Endodontics is a branch of dentistry recognized by the American Dental Association involving treatment of the pulp (root canal) and surrounding tissues of the tooth. When you look at your tooth in the mirror, what you see is the crown. The rest of the tooth, the portion hidden beneath the gum line, is called the root. Though the outer portion of the root is a hard tissue called dentin, the inside channel or “root canal” contains a pulp of soft tissue, blood vessels and nerves. Bacteria that are introduced into the pulp as a result of tooth decay, periodontal disease, tooth fracture or other problems, can severely damage the pulp. When that happens, an endodontic specialist removes the diseased pulp to save the tooth and prevent further infection and inflammation. After successful endodontic treatment, the tooth continues to perform normally.
Is a root canal painful?
Many endodontic procedures are performed to relieve the pain of toothaches caused by pulp inflammation or infection. With modern techniques and anesthetics, most patients report that they are comfortable during the procedure.
For the first few days after treatment, your tooth may feel sensitive, especially if there was pain or infection before the procedure. This discomfort can be relieved with over-the-counter or prescription medications. Follow your endodontist’s instructions carefully.
Your tooth may continue to feel slightly different from your other teeth for some time after your endodontic treatment is completed. However, if you have severe pain or pressure or pain that lasts more than a few days, please call us.

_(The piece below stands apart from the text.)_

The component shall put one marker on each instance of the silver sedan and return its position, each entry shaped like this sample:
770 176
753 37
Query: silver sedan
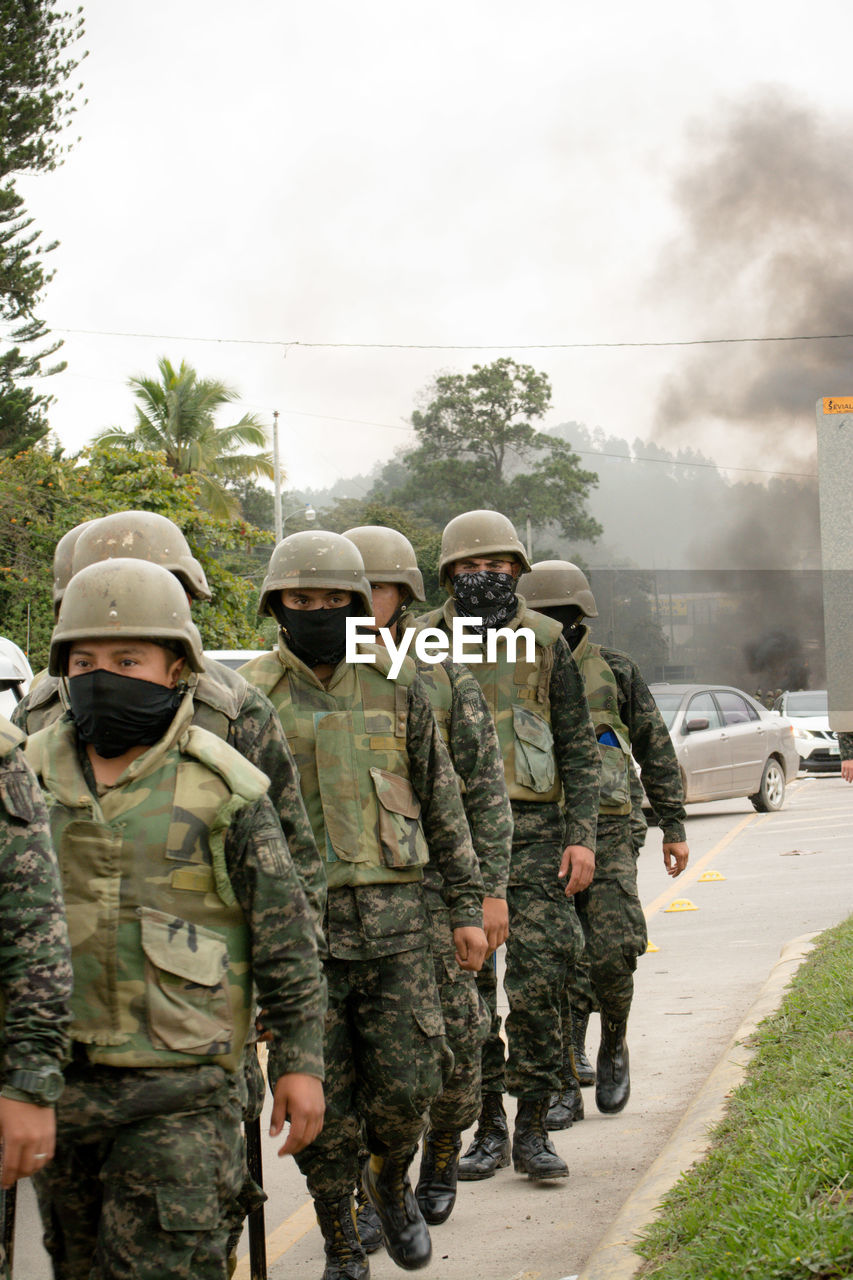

I’m worried about x-rays. Should I be?
No. While x-rays will be necessary during your endodontics treatment, we use an advanced non-film computerized system, called digital radiography, which produces radiation levels up to 90 percent lower than those of already low dose conventional dental x-ray machinery. These digital images can be optimized, archived, printed and sent to cotherapists via e-mail or diskette.
What about infection?
We adhere to the most rigorous standards of infection control advocated by OSHA, the Centers for Disease Control and the American Dental Association. We utilize autoclave sterilization and barrier techniques to eliminate any risk of infection, or cross contamination.
What happens after treatment?
When your root canal therapy has been completed, a record of your treatment will be sent to your restorative dentist. You should contact his office for a follow-up restoration within a two weeks of completion at our office. Your restorative dentist will decide on what type of restoration is necessary to protect your tooth. It is rare for endodontic patients to experience complications after routine endodontic treatment or microsurgery. If a problem does occur, however, we are available at all times to respond.
What new technologies are being used?
In addition to digital radiography, we utilize special operating microscopes. Magnification and fiber optic illumination are helpful in aiding the doctor to see tiny details inside your tooth. Also, a tiny video camera on the operating microscope can record still and video images of your tooth to further document the doctor’s findings.